Hemoglobin concentration of young men at residential altitudes between 200 and 2000 m mirrors Switzerland's topography

Kaspar Staub 1,2,, Martin Haeusler 1, Nicole Bender 1, Irina Morozova 1, Patrick Eppenberger 1, Radoslaw Panczak 3, Marcel Zwahlen 4, Dominik J Schaer 2,5, Marco Maggiorini 2,6, Silvia Ulrich 2,7, Norina N Gassmann 1,2, Martina U Muckenthaler 8,9,10, Frank Rühli 1,2,*, Max Gassmann 2,11,12,*
PMCID: PMC7118400  PMID: 32043119

Abstract

Publisher's Note: There is a Blood Commentary on this article in this issue.


TO THE EDITOR:

The World Health Organization recently launched an initiative to revise its recommended hemoglobin (Hb) thresholds for the diagnosis and assessment of anemia.1,2 The physiological Hb range varies, depending on age, sex, ethnicity, genetic background, possible pregnancy, smoking habits, socioeconomic and nutritional status (including iron availability), and residential altitude.3 There are little data about whether modest increases in altitude below 2000 meters above sea level (masl) impact Hb concentration.4,5 This knowledge helps to determine a person’s health status and diagnose anemia.6 Here, we analyze the association between Hb and residential altitude in healthy young Swiss men living between 200 and 2000 masl.
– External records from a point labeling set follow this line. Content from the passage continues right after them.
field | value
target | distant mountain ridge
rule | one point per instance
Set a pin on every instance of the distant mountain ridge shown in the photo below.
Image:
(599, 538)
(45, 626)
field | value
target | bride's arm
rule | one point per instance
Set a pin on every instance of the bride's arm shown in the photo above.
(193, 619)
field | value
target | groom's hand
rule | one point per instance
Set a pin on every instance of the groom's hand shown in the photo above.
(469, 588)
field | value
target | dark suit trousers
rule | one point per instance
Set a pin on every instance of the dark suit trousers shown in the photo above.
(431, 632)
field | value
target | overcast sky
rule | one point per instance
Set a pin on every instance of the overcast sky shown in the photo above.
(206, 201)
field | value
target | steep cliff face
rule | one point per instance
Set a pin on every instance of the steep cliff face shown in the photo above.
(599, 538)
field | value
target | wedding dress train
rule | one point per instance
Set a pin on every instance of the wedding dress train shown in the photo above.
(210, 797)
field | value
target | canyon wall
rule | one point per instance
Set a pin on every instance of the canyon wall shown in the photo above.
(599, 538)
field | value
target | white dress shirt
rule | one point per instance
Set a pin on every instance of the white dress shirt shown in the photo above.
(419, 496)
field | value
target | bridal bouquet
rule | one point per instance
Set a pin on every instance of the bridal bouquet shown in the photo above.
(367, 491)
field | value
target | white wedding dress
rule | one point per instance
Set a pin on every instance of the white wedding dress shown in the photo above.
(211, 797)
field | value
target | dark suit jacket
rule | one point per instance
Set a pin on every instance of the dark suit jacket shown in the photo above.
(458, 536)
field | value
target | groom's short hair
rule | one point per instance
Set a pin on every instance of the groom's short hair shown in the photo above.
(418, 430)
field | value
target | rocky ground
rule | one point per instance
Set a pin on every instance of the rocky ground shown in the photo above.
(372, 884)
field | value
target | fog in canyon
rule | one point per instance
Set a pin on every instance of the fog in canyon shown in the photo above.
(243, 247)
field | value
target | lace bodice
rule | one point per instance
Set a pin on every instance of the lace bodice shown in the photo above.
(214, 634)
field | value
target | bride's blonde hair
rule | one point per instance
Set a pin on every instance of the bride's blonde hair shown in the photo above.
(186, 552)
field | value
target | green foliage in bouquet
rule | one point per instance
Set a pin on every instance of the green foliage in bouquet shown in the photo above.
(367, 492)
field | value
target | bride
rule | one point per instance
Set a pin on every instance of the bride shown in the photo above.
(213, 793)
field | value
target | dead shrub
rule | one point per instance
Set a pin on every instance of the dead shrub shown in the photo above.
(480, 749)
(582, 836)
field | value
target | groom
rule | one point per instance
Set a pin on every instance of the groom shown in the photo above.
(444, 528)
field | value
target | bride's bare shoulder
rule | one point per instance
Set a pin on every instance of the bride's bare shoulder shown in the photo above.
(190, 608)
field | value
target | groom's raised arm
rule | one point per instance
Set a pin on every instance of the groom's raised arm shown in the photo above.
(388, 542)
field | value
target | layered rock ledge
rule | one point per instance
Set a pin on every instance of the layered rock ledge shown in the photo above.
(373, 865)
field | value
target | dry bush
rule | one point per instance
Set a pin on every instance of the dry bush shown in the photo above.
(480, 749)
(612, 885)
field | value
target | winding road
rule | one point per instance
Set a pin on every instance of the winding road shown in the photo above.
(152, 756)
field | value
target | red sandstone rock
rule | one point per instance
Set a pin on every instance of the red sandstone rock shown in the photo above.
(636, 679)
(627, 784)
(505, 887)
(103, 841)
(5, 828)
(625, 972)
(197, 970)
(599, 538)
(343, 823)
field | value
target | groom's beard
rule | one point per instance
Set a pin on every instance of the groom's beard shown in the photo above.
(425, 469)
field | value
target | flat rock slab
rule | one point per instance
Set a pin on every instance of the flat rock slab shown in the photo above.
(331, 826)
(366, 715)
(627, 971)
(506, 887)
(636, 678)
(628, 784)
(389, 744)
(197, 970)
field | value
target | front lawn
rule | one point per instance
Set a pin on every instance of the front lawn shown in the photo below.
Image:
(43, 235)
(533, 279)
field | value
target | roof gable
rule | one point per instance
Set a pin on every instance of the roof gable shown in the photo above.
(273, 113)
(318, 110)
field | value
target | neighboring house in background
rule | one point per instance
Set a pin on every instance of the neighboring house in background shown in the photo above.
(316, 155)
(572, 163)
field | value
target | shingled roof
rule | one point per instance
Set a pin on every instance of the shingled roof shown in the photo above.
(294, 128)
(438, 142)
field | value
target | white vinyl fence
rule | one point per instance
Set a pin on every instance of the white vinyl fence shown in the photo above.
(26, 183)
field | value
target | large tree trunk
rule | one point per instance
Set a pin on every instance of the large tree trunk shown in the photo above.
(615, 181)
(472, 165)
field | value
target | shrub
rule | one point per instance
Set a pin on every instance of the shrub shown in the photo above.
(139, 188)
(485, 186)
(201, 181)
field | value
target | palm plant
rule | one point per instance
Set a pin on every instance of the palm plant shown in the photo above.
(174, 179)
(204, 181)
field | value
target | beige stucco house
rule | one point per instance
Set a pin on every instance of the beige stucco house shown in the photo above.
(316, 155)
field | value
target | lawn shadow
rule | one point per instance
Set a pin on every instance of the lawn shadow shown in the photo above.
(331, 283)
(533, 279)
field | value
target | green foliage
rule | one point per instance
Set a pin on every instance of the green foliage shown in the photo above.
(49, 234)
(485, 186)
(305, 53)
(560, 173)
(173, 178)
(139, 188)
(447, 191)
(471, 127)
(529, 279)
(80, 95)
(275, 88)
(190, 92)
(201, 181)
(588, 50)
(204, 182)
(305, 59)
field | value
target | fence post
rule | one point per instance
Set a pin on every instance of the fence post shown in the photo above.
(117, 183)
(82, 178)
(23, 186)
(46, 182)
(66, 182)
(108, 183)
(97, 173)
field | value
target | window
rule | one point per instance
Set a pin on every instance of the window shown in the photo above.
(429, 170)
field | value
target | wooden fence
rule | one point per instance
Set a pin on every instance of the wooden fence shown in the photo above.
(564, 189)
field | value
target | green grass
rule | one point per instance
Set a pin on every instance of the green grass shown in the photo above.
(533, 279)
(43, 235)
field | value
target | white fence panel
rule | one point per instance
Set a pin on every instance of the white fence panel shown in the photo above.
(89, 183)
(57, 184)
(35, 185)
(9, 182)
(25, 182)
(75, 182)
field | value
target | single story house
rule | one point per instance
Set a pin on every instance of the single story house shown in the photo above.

We used data collected between 2010 and 2012 from young Swiss male conscripts (covering >90% of Swiss male birth cohorts as a result of mandatory conscription).7 The total cohort consisted of 110 810 men (18-21 years); of those, 71 798 (64.8%) voluntarily consented to blood testing. Medical personnel took samples at the 6 conscription centers, and they were shipped to a single certified laboratory. All blood samples were analyzed using the same hemoglobinometer. See supplemental Material for additional information on the participants and methods (available on the Blood Web site).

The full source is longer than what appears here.